Books on Books: 'Northanger Abbey' by Jane Austen

There are probably no readers of Bookhive who haven't read something by Jane Austen in their lives, but most people skip over Northanger Abbey in favor of the more popular novels. It's certainly not my favorite, but it has its own unique charms, which for me have been recently enhanced by my enjoyment of the audio book version of The Mysteries of Udolpho, a novel that Catherine, the heroine of Northanger Abbey, reads with breathless enthusiasm. (I will take a brief moment to acknowledge that a post on audio books is long overdue; the whole reason I was listening to this particular one was because I wanted to write about the medium as a way of "reading"). 

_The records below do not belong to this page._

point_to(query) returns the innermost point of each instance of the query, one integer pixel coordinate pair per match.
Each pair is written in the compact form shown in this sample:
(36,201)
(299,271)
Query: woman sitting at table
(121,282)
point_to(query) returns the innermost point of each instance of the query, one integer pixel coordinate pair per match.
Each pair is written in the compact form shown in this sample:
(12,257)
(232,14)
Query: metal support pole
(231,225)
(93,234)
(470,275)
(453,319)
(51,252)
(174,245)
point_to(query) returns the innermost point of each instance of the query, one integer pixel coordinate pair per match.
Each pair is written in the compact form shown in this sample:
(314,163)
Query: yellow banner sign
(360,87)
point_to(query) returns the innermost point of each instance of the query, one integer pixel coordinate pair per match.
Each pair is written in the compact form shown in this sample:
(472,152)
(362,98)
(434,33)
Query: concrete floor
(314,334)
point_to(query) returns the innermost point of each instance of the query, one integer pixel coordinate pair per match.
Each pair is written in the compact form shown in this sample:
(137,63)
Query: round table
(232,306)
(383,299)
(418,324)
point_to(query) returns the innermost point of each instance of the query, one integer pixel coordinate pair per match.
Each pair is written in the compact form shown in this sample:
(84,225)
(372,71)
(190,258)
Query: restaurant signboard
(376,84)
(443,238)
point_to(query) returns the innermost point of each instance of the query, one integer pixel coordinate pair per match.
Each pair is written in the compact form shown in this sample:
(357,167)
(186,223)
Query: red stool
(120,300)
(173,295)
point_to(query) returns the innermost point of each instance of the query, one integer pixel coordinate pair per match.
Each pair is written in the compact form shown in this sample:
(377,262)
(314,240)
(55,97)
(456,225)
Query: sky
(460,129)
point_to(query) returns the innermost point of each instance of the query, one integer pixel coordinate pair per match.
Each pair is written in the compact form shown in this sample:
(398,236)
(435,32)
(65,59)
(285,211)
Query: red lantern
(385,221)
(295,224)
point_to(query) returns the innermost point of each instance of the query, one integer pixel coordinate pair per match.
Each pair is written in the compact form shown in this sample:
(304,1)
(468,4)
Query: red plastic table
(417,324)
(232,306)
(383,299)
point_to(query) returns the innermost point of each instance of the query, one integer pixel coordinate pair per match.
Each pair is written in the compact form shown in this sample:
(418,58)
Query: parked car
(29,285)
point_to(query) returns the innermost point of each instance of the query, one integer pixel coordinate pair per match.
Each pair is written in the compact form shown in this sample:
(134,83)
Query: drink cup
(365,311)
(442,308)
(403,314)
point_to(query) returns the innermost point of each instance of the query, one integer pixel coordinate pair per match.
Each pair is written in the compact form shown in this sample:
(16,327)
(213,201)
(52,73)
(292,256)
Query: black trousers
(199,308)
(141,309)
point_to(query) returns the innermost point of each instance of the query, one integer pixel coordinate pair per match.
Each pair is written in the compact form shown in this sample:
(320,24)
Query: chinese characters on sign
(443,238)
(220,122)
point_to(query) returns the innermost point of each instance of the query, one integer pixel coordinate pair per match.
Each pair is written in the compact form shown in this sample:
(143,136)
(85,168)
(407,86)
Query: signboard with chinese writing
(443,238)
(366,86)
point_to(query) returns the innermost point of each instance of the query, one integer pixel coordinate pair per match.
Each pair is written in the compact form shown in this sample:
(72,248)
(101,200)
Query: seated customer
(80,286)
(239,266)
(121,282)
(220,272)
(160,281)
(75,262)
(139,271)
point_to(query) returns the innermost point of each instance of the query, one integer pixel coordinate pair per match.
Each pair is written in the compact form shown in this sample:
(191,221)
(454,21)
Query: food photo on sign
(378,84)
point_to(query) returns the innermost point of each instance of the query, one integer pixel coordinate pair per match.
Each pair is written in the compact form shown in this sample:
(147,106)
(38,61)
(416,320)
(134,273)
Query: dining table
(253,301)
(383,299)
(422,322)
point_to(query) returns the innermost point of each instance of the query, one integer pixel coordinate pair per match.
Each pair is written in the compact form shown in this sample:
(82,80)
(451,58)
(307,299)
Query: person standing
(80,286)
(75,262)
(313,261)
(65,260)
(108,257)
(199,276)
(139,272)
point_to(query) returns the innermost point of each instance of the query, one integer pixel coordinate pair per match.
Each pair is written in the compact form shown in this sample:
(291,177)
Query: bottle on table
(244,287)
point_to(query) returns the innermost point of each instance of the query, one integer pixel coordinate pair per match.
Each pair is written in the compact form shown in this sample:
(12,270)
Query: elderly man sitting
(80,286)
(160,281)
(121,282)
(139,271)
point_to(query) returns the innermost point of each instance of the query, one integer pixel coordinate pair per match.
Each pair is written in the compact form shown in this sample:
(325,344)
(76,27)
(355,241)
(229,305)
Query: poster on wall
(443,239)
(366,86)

The naive Catherine reads The Mysteries of Udolpho, a very popular gothic novel in Jane Austen's lifetime, written by fellow female author Ann Radcliffe, and it sparks a kind of paranoid fantasy in her own life, as she sees parallels to the novel in everything, much to her detriment. As to be expected, Catherine learns her lesson and ends the novel happily, but the real pleasure of the novel is in the meditations on the art of fiction and the nature of reading. Jane Austen's genius lies partially in her ability to sneak up on the reader with profundity hidden in what feel like very minute details, so a novel about an 18 year old bookworm is really a startlingly self-aware novel about storytelling, fiction, narrative, and readership. It deserves more credit than it usually gets, and Ann Radcliffe's novel warrants a reading, if only for its own significance in context.